Cardiometabolic risk lociMore and more studies are popping up that demonstrate the power of Big Data analyses to get at the underlying molecular pathology of some of our most common diseases. A great example, which may have flown a bit under the radar during the summer holidays, involves cardiometabolic disease. It’s an umbrella term for common vascular and metabolic conditions, including hypertension, impaired glucose and lipid metabolism, excess belly fat, and inflammation. All of these components of cardiometabolic disease can increase a person’s risk for a heart attack or stroke.
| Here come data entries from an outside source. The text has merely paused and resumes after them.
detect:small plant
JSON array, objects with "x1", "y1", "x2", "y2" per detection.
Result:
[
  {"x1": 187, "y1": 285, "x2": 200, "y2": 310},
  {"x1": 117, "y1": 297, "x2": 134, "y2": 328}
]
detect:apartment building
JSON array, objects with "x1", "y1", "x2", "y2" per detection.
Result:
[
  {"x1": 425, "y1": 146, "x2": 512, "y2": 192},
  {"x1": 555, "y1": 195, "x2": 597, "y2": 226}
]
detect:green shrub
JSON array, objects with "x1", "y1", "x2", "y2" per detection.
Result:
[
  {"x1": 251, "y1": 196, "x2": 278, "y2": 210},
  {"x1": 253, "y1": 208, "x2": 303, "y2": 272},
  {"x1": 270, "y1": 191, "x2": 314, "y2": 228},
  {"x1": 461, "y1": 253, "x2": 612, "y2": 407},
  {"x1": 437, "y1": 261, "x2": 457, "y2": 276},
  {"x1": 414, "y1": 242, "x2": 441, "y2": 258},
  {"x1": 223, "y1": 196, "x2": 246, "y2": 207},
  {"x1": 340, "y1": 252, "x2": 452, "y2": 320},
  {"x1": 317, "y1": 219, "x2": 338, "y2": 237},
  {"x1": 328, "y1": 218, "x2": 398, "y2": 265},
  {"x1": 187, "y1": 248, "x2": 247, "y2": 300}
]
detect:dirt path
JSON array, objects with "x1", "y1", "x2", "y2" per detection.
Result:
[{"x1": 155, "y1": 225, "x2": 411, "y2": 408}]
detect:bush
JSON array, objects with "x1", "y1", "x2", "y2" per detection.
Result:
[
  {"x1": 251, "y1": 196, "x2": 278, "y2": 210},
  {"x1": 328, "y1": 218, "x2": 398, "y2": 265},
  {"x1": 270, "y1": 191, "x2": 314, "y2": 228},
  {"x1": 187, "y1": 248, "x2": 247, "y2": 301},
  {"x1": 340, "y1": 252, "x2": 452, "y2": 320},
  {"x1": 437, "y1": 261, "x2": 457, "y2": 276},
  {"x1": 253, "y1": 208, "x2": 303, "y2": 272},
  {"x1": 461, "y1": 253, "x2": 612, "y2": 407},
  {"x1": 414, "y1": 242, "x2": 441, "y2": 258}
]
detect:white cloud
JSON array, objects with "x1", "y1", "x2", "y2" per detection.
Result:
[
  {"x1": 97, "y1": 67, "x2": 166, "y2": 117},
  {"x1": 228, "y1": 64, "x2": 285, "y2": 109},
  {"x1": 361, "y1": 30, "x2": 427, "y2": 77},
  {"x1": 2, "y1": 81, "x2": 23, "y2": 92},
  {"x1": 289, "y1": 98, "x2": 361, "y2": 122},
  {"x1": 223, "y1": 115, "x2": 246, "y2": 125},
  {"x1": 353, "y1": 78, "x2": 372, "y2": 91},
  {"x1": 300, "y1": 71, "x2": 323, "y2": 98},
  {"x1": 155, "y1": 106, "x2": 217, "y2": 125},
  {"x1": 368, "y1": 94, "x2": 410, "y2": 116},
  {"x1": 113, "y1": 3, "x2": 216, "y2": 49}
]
In the study, an international research team tapped into the power of genomic data to develop clearer pictures of the complex biocircuitry in seven types of vascular and metabolic tissue known to be affected by cardiometabolic disease: the liver, the heart’s aortic root, visceral abdominal fat, subcutaneous fat, internal mammary artery, skeletal muscle, and blood. The researchers found that while some circuits might regulate the level of gene expression in just one tissue, that’s often not the case. In fact, the researchers’ computational models show that such genetic circuitry can be organized into super networks that work together to influence how multiple tissues carry out fundamental life processes, such as metabolizing glucose or regulating lipid levels. When these networks are perturbed, perhaps by things like inherited variants that affect gene expression, or environmental influences such as a high-carb diet, sedentary lifestyle, the aging process, or infectious disease, the researchers’ modeling work suggests that multiple tissues can be affected, resulting in chronic, systemic disorders including cardiometabolic disease.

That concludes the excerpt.